Marcus Rea
- Born: 8 September 1997 (age 28) Glarryford, County Antrim, Northern Ireland
- Height: 1.88 m (6 ft 2 in)
- Weight: 110 kg (17 st; 240 lb)
- School: Ballymena Academy
- Notable relative: Matty Rea (brother)

Rugby union career
- Position: Back-row

Amateur team(s)
- Years: Team / Apps / (Points)
- 20??–: Ballymena
- 2021-24: Ballynahinch / 19 / (10)
- Correct as of 24 January 2026

Senior career
- Years: Team / Apps / (Points)
- 2019–26: Ulster / 59 / (30)
- Correct as of 24 April 2026

= Marcus Rea =

Irish rugby union player

Marcus Rea (born 8 September 1997) is an Irish rugby union player who plays in the back row for Ulster in the United Rugby Championship and European Rugby Champions Cup.

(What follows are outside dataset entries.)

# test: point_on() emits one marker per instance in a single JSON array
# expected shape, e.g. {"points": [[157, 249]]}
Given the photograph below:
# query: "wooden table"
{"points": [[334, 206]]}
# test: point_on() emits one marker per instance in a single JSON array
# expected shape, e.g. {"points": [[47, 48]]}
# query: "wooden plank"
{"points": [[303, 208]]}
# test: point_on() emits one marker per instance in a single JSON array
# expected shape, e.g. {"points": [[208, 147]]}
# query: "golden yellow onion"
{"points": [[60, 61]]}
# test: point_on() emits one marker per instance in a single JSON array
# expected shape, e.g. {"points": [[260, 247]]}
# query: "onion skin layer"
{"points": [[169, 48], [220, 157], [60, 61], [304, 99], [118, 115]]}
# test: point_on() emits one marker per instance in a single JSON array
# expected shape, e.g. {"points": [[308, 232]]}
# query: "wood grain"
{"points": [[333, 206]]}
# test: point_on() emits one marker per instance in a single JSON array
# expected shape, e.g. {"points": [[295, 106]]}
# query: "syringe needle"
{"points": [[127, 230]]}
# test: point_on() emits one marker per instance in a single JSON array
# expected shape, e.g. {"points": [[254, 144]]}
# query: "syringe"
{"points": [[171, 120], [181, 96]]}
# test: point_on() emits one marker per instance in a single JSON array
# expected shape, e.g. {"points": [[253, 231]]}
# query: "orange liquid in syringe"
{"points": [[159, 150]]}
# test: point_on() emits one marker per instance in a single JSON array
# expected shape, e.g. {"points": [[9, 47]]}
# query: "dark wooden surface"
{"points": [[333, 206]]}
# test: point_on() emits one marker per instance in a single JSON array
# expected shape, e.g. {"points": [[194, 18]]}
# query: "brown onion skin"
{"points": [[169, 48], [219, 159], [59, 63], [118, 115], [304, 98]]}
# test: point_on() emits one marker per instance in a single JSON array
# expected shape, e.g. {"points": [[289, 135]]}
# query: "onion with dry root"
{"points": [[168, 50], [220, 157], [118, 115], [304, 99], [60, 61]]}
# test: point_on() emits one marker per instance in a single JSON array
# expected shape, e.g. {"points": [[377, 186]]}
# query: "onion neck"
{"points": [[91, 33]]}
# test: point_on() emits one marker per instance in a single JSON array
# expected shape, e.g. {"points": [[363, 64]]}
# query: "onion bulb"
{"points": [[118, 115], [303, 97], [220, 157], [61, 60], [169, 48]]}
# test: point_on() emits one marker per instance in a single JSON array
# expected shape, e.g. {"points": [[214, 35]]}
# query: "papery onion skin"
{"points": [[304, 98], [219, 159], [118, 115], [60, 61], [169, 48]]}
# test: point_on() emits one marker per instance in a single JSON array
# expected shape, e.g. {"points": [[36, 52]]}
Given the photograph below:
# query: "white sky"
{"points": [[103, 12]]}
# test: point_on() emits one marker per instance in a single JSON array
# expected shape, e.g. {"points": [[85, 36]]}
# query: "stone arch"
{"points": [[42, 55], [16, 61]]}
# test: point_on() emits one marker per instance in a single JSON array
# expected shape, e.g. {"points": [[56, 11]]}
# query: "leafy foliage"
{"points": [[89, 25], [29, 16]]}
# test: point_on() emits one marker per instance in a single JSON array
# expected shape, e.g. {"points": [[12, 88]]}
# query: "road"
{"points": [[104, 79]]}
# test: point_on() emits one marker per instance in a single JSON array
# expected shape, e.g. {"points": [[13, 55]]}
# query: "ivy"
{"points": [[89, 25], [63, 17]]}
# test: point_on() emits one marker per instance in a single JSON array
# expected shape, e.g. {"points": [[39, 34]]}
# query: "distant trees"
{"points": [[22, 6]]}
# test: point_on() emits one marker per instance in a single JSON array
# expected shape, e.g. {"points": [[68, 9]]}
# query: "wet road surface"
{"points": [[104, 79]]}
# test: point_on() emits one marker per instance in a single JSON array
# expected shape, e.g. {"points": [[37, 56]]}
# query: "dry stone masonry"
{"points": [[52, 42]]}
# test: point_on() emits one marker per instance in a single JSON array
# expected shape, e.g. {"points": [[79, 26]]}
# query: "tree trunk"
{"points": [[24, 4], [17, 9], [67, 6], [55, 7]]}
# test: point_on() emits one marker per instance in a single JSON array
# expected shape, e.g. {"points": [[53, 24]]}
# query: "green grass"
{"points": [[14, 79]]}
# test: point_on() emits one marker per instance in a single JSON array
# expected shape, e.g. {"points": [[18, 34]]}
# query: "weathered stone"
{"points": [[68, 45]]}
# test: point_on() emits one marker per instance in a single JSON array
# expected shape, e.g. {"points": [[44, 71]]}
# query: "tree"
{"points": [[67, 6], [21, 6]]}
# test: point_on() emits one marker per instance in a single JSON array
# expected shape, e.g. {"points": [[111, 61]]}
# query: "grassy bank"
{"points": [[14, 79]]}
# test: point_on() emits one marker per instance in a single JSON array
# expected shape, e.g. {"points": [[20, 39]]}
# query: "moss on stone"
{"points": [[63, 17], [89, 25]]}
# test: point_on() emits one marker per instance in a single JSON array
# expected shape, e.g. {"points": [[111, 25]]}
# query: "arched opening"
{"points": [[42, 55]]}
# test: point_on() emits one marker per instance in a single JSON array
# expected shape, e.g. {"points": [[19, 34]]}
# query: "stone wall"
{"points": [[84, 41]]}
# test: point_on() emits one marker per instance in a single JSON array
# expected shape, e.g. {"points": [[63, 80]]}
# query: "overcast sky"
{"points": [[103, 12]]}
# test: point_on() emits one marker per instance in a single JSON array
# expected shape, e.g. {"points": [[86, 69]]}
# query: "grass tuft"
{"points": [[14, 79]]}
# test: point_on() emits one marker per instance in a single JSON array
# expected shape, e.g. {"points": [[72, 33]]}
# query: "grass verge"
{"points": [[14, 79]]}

He was captain at Ballymena Academy, and captained the Ulster under-19 team in 2016. He joined the Ulster Academy ahead of the 2016–17 season; his older brother Matty joined the senior team on a development contract the same season. He made his senior competitive debut for Ulster in their 14–13 win against provincial rivals Leinster in round 21 of the 2018–19 Pro14 on 27 April 2018. Rea replaced Sean Reidy after just 15 minutes and joined his brother in the back-row, before scoring a crucial try in the 60th minute, converted by Peter Nelson, to secure victory for the Ulstermen, and winning the Man-of-the-Match award. He signed a development contract ahead of the 2019–20 season, but broke his jaw playing for Ballynahinch in the All-Ireland League in November 2019 and didn't make his second appearance for Ulster until October 2020. He made 7 appearances, including four starts, in 2020–21, but he established himself in the team in the 2021–22 season, in which he made 19 appearances and 15 starts, including starting in all six of Ulster's Champions Cup matches. He signed a new contract in February 2022. He left Ulster at the end of the 2025-26 season.